British Land recently secured reserved matters approval for the next phase of its Canada Water Printworks development in London. So, what are some of the planning challenges that need to be addressed to ensure the successful delivery of such large mixed-use projects?
Such developments are most likely to be successful where they are supported by the local planning authority (LPA). The developer should seek to secure the allocation of the site for the scheme in the LPA’s development plan.
Before preparing the planning application, the developer must ensure it owns or has within its control all the land required for the development; otherwise it may raise concerns with the LPA as to the deliverability of the scheme as a whole.
Mechanisms can be inserted to require that the phasing of the development ensures the developer does not merely deliver new buildings on the parcels it owns or controls, but also that it will need to secure the other land holdings so the whole masterplan vision is delivered.

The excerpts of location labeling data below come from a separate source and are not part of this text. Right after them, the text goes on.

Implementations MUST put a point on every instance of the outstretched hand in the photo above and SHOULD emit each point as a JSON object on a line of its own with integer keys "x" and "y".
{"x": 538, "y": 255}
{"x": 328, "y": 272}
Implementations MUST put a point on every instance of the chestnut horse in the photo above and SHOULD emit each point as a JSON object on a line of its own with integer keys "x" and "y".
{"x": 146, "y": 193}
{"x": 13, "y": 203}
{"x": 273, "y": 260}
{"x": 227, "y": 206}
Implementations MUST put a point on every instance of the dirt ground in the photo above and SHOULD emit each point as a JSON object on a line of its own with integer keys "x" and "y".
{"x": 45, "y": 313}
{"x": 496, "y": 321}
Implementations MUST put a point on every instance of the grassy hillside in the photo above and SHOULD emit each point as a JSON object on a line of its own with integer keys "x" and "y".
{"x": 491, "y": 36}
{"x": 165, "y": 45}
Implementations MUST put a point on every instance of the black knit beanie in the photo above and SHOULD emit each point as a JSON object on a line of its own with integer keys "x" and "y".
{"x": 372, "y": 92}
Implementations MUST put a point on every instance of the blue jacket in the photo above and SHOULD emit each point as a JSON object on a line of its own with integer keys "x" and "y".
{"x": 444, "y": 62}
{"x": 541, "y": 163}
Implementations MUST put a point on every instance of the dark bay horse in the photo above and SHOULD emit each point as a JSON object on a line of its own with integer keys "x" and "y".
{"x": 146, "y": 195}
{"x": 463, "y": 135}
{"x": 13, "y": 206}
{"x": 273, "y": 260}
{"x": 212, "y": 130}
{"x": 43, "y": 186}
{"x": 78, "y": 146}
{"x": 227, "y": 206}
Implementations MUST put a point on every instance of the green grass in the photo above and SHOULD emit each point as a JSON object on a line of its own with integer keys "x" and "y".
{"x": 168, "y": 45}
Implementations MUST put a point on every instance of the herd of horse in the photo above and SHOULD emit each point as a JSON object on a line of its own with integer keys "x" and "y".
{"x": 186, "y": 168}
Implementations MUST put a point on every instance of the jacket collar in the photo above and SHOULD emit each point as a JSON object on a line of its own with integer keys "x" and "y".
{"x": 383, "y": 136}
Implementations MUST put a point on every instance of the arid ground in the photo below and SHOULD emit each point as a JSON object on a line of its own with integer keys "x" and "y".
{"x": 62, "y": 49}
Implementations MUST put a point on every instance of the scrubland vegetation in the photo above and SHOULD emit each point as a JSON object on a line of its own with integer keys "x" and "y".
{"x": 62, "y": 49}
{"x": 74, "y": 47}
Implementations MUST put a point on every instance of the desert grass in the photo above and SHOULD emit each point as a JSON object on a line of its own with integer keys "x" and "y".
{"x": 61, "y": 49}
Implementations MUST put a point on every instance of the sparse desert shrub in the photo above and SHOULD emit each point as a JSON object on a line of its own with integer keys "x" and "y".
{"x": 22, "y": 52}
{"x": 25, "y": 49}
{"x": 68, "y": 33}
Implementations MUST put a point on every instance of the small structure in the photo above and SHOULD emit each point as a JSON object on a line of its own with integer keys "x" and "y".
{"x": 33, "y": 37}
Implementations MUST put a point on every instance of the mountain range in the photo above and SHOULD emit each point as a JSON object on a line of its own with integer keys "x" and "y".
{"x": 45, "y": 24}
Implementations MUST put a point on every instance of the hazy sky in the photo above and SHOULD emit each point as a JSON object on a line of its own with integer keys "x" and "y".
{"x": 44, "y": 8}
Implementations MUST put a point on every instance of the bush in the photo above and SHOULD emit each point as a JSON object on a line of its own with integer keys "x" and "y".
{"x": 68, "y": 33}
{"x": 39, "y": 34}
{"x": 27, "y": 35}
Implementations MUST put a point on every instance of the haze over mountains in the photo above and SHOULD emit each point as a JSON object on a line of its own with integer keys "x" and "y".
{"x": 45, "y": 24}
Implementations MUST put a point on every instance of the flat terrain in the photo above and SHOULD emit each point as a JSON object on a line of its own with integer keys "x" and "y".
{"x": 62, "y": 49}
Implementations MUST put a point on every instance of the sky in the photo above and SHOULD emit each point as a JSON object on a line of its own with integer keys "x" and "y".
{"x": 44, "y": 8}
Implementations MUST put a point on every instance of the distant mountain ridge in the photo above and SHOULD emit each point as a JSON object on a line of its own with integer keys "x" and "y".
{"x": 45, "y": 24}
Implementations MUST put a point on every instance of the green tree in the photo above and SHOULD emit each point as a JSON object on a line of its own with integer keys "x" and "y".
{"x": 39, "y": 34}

The council may use its compulsory purchase powers to assist with the acquisition of third-party land. Indeed, a number of large mixed-use developments have been delivered as partnerships between commercial developers and councils.
In preparing the planning application, developers should masterplan the development to ensure a coherent community where the various uses sit alongside and support each other in a sustainable way.
In addition, the design of buildings and public areas to achieve environmental improvements, increased biodiversity and reduced energy use are key to ensuring developments satisfy planning requirements.
Although partly driven by planning requirements, such measures can, for the developer, increase the value of the development by creating an environment that residents, occupiers and customers of commercial units have come to expect. New building technologies and the use of low-carbon materials are increasingly seen as standard requirements.